The show opened with “Tether Light, Tether Dark,” choreographed by Todd Rosenlieb, with music by Stravinsky. The music intrigued me with its combination of wistful and playful moments, the choreography accentuating those qualities well. The six dancers each had a white or black balloon throughout the piece, holding it in their hands either by its ribbon, or by its knot. In one section, the students danced with the balloons held with their toes. The students made the trickiness of dancing with a prop look easy.
The dancers wore pointe shoes in both of the ballet selections, but the pieces were quite contrasting in style and mood. “A Waltz Remembered” had classical ballet choreography, romantic-style tutus, and a lovely, light energy. I found myself swaying in my seat as the dancers balancéd and temps levéd around the stage. “In the Garden of Souls” was a contemporary ballet piece with a more solemn undertone. The ladies’ costumes were short, straight dresses that were reminiscent of ’60s style; the movements were slow and deliberate, which was quite different from the flowing, free movements of the waltz.
The remainder of the program was a collection of five modern dance pieces. The highlight for me was “Reflections in the Funhouse Mirrors,” choreographed by Janelle Spruill. I was enthralled from beginning to end: the dark red opening sequence in silhouette; the blue section with sharp arm movements and flexed wrists; the bright moments when the stage was packed with dancers moving in powerful unity; and the pulsing and dynamic music. This performance also featured student choreography; “Disconverging Rhythms” by GSA student Jacob Spallino was full of sweeping gestures, jumps, and bursts of movements. This piece, whose music was a combination of string instruments and a hip-hop beat, had many strong moments.
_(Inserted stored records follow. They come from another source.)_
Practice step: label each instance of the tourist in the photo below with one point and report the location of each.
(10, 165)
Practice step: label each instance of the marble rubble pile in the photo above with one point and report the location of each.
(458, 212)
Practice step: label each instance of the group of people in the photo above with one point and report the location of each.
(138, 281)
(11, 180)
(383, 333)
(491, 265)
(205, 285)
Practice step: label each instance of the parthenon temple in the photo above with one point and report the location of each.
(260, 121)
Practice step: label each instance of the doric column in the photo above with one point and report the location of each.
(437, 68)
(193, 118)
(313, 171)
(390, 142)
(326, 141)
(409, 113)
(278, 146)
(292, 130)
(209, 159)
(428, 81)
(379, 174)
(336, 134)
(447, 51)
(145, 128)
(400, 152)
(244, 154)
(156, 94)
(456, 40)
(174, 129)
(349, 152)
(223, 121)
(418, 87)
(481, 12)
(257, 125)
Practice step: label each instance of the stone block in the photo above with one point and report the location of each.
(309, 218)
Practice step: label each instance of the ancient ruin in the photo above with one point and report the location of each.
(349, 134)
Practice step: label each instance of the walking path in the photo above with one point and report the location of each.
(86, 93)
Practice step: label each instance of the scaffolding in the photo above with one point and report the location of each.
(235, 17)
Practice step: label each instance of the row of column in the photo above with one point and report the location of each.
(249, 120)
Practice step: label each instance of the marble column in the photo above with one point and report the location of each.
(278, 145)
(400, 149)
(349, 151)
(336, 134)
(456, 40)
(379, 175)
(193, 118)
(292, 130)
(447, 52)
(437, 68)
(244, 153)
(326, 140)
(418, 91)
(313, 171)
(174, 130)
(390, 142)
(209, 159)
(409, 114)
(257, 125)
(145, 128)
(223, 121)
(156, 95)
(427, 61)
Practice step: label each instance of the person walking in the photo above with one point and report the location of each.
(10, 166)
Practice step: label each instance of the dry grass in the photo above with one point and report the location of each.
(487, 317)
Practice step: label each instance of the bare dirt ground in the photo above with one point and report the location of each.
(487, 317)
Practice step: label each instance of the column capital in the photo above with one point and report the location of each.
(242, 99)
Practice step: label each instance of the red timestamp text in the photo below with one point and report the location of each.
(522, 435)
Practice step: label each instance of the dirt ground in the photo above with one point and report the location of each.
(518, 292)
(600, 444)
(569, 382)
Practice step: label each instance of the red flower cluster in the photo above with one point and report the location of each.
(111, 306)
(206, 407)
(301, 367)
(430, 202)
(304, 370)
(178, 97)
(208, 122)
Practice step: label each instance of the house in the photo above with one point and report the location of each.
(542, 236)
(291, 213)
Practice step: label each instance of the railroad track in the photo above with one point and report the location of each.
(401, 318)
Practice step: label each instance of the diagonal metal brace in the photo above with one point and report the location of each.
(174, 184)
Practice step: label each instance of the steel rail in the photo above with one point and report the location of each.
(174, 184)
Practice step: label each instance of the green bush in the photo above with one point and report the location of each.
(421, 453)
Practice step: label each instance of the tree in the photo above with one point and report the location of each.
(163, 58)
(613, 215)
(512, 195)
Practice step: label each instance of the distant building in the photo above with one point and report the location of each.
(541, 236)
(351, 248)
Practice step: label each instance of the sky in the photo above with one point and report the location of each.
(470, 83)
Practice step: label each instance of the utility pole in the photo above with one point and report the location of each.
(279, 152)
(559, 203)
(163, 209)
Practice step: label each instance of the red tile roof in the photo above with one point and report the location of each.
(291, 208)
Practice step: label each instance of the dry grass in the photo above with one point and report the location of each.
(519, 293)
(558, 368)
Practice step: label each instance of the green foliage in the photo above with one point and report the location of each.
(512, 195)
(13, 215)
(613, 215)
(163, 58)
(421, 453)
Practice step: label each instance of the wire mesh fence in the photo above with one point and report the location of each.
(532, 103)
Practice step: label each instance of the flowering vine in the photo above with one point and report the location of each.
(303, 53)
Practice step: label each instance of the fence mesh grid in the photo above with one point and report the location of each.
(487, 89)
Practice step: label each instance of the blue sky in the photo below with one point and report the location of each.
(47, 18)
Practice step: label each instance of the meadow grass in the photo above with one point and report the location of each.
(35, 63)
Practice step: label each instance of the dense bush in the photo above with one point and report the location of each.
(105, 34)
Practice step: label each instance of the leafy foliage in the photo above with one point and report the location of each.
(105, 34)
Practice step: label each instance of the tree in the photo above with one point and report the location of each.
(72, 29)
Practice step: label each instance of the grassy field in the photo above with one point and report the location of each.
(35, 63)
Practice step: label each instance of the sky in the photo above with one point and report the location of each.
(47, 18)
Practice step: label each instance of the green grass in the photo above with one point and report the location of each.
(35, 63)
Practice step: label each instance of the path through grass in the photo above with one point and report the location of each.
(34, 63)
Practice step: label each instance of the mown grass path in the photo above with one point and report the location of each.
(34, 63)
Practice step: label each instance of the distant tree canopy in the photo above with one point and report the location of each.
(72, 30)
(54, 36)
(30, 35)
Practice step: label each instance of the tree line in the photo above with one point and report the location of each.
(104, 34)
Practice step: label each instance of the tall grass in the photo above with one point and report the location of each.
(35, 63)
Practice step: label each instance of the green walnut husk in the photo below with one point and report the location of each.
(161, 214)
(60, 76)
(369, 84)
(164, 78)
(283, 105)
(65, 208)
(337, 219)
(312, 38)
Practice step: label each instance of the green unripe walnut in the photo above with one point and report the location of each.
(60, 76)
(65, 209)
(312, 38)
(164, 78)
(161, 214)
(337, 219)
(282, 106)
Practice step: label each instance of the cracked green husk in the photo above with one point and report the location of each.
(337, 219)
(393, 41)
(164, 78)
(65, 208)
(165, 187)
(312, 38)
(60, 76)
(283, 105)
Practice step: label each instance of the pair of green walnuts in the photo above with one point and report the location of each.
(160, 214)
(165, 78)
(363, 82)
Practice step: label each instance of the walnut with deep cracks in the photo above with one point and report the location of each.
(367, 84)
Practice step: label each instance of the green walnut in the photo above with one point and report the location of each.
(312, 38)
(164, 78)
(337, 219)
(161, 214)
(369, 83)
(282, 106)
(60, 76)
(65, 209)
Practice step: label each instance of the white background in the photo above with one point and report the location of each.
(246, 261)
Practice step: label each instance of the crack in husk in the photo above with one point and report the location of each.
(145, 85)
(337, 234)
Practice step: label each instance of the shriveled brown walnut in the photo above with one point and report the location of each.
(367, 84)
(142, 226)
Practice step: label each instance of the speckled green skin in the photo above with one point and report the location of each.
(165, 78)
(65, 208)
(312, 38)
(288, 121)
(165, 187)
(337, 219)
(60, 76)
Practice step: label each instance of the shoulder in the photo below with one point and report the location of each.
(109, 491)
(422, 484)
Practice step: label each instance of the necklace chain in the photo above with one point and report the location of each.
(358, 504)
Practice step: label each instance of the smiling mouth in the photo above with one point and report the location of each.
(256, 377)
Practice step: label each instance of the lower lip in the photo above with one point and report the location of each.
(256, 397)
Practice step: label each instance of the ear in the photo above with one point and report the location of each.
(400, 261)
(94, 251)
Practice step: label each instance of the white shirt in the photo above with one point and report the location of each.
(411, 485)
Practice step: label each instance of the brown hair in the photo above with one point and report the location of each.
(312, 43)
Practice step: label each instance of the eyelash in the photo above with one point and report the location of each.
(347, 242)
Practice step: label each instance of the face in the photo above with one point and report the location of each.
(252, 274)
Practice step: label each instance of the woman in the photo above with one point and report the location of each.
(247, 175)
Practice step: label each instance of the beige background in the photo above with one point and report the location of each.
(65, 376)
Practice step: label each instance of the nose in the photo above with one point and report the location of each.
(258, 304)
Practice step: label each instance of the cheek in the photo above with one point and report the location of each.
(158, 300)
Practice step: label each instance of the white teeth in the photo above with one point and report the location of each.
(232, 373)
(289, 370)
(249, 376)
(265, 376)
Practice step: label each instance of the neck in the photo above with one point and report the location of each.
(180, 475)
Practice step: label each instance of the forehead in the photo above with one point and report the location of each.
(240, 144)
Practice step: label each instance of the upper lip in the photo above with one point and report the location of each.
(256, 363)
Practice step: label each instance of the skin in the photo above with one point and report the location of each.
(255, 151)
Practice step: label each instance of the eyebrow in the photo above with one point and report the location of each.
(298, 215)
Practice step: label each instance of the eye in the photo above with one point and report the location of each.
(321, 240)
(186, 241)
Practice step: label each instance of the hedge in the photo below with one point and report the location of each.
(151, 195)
The show closed with “inCline,” a theatrical dance using excerpts of Patsy Cline songs. I had seen this piece performed by the ODU Dance Department, and was happy to have the chance to see it again. It is a nostalgic, romantic piece with lots of expression and character.
A few of the GSA students also attend the ballet school where I teach, so I of course was thrilled to see familiar faces on stage. All of the GSA students certainly displayed their performance ability; their stage presence and confidence were consistent throughout. The dancers may be different ages, and at different points in their technical training, but they shared the stage magnificently.
The program’s variety showcased the department and students’ versatility. The musical selections in this program provided such a wonderful foundation for the dance choreography. This show brought music and movement together, producing something great.